Almost every word to describe what Dak Prescott and Ezekiel Elliott are doing has been used — remarkable, unthinkable, stupendous, incomprehensible, etc. A rookie quarterback and running back captaining the ship that is one of America’s most polarizing sports franchises, and the only iceberg they’ve hit (twice) rests in New York. Other than that, these two rookies have planted their feet on the doorstep of history all year with the opportunity to do it in January.

The Cowboys are one playoff win away from their first NFC Championship appearance in 21 years. They’re two playoffs wins away from their first Super Bowl appearance in 21 years. Two rookies are doing this. It’s mind-boggling.

It’s also unfair to put those expectations on Dallas heading into the postseason.

The Cowboys think they can get to Super Bowl 51 in Houston. The stage is not too big for Prescott and Elliott. They’ve taken the mindset of Jason Garrett and have made it an everyday message: one game at a time, one play at a time.

Ezekiel Elliott

But let’s think back to that late weekend in April when the Cowboys were a 4-12 team, picking early in the draft. It was only four months prior that the same offensive line that protects Prescott and makes holes for Elliott were trying to save a triad of quarterbacks who cannot throw a football upright, while paving the way for said corpse McFadden to run for over 1,000 yards.

There’s plenty of football left to be played. When the Cowboys drafted Elliott (No. 4) and Prescott (No. 135), Dallas had zero Super Bowl (let alone playoff) aspirations. Even with Romo on the path to recovery from his broken collarbone last year, Dallas wasn’t supposed to go anywhere. All of a sudden, 13 wins in 15 games later, the Cowboys are supposed to revert back to the Super Bowl-or-bust mentality they had two years ago.

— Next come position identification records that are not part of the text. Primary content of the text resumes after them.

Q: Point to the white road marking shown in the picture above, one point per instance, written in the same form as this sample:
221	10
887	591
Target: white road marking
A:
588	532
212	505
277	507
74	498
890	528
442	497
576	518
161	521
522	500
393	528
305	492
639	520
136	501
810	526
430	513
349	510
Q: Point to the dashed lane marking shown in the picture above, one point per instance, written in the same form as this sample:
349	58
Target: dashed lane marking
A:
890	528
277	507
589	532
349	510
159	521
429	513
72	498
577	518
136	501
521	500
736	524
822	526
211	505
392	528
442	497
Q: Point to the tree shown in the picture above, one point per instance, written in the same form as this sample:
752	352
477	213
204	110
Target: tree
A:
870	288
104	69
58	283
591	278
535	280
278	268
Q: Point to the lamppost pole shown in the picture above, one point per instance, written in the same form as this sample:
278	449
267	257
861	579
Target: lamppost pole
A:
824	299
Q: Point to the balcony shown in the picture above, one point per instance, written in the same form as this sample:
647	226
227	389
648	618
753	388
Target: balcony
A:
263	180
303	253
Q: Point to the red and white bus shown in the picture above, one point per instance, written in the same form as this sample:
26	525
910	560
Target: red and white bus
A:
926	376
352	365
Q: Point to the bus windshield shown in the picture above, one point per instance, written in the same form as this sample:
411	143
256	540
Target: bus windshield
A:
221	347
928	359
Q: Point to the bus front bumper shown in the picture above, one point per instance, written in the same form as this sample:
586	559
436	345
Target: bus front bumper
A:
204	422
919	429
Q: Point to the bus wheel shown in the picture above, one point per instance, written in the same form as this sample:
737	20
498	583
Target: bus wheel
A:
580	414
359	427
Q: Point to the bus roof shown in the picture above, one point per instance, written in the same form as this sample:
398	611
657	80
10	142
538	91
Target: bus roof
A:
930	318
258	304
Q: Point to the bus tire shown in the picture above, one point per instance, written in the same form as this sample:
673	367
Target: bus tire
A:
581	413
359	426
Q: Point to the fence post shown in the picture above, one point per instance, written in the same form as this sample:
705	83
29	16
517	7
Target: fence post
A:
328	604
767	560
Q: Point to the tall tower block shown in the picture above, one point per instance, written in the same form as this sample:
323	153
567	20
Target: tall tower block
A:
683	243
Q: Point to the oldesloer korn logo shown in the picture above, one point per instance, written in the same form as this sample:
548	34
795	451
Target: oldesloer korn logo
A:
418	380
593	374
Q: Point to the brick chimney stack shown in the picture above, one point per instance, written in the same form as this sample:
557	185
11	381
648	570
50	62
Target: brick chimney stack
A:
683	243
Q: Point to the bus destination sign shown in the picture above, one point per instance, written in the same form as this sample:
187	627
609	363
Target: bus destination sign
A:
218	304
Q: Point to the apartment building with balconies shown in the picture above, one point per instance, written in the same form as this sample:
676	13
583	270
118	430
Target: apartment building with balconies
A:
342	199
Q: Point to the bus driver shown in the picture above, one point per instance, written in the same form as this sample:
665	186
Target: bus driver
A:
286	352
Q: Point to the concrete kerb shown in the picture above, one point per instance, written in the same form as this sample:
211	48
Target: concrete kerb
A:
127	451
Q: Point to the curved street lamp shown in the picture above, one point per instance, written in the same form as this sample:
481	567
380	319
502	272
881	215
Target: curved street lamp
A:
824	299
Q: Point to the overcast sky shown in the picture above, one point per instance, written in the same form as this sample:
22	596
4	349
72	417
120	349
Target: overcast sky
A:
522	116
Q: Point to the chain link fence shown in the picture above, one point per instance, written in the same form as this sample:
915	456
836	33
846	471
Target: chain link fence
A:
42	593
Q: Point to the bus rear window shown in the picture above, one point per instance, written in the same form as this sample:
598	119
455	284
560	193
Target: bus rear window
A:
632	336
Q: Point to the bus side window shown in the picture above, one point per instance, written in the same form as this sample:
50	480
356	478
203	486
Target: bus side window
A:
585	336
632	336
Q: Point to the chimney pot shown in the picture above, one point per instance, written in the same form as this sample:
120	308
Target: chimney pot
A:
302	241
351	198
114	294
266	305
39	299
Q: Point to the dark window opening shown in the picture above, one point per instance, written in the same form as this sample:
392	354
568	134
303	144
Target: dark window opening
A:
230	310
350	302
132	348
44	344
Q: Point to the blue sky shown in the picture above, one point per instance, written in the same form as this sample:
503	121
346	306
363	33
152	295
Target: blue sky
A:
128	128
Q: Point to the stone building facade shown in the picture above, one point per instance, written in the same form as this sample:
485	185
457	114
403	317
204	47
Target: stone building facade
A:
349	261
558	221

That’s completely fine. It’s also unrealistic and unfair.

They’re the Dallas Cowboys. They’re “America’s Team.” They are the TMZ of the NFL, which is a blessing and a curse — more of a curse if there hasn’t been a Lombardi Trophy added to the case since 1996. The Cowboys, who haven’t even reached an NFC title game in those same 21 years, are relying on two rookies to get them to unfamiliar territory for everyone involved.

Elliott wasn’t even born when the Cowboys played in Super Bowl 30. Prescott, who grew up a Cowboys fan, was only 2 years old.

Rather than look at the Cowboys in a championship-or-bust mindset, what’s so wrong with accepting this season at base value? What’s the problem with looking at this season, no matter the outcome, and just be happy for what’s been accomplished?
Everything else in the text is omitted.